# Ratschlag zur Umsetzung einer client-server-Kommunikation



## lalas (12. Dez 2012)

Hallo,

ich würde gerne einen Ratschlag bekommen wie ich etwas angehen soll:

Ich habe eine laufende Anwendung welche derzeit komplett lokal arbeitet. Es handelt sich dabei um eine Hotel-Software, also Kundenstamm, Buchungen, Zimmerpläne, etc.
Entsprechend gibt es viele Methoden z.B. zum Erstellen von reports (Belegungsplan aller Zimmer für Zeitraum X).
Die Methoden arbeiten mit aller Arten von Übergabeparametern und Rückgabewerten, also strings, int, aber auch Objekte und arrays/Listen, etc.

Die Daten liegen derzeit _nicht_ in einer Datenbank, sondern werden in Dateien abgespeichert.

Ich würde nun gerne die Daten (Zimmerliste, Kundenstamm, etc.) und die Methoden auf einem server laufen lassen.
Der client soll primär also die GUI laufen lassen und nur die Eingaben an den server reichen (dort soll die jeweilige Methode aufgerufen werden) und das Ergebnis (Rückgabewerte) auf client-Seite verarbeitet werden.

Nun scheint mir RMI wohl die professionelle Lösung zu sein, allerdings habe ich damit keinerlei Erfahrung. Die Einarbeitung und code-Menge scheint mir auch relativ hoch auszusehen.

Gibt es Alternativen dazu ? Wäre es sinnvoll sämtlich Parameter, Objekte, etc. einfach per stream über den socket zu schieben und dann die Methode aufzurufen ? Danach den Rückgabewert per stream zurück an den client.
Oder sollte man sich ein Protokoll überlegen und per "Befehl" (einfach ein string?) den server veranlassen die Methoden aufzurufen ?
Oder doch alles auf client laufen lassen und dafür die Stammdaten in eine SQL-Datenbank ablegen ?

Wie würdet ihr da rangehen ?

Das ganze ist übrigens nicht im kommerziellen Einsatz und dient lediglich mir persönlich um meine Java-Kenntnisse zu vertiefen und Erfahrung zu sammeln.

Ich freue mich auf Eure Vorschläge


----------



## ARadauer (12. Dez 2012)

Ich persönlich verwende gerne Spring Remoting... aber in einer nicht Spring Umgebung wird es etwas aufwändiger...

Kannst dir ja mal Simon ansehen... soll anscheinend auch gut funktionieren. Overview - SIMON - root1.de - Software Engineering


----------



## Empire@Work (13. Dez 2012)

Also gegen einen normalen Swing cleint mit db verbindung spricht eigentlich nichts.
Speicher die logindaten (für die db) nicht im Porgramm ab, sondern frag die am anfang von dem benutzer ab, dann ist das sicherheitstechnisch auch vernünftig.

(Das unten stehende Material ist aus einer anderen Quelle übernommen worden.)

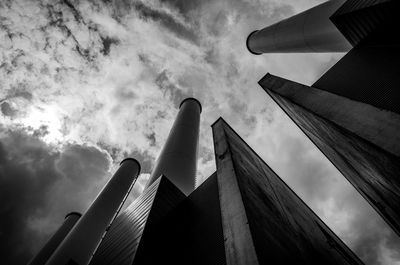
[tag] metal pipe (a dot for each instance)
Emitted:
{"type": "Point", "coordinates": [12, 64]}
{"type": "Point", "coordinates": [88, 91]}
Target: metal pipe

Ansonsten prepared statements benutzen (ausschlieslich), sollte bei der art von software keinen grund geben dynamsich querys zu generieren, damit sind dann auch evtl. probleme mit steuerzeichen, sonderzeichen und injektions ect gelöst. 

Offensichtliche Problem ist lediglich dass mehere Angemeldete personen gleichzeitig den selben Datensatz bearbeiten könnten. 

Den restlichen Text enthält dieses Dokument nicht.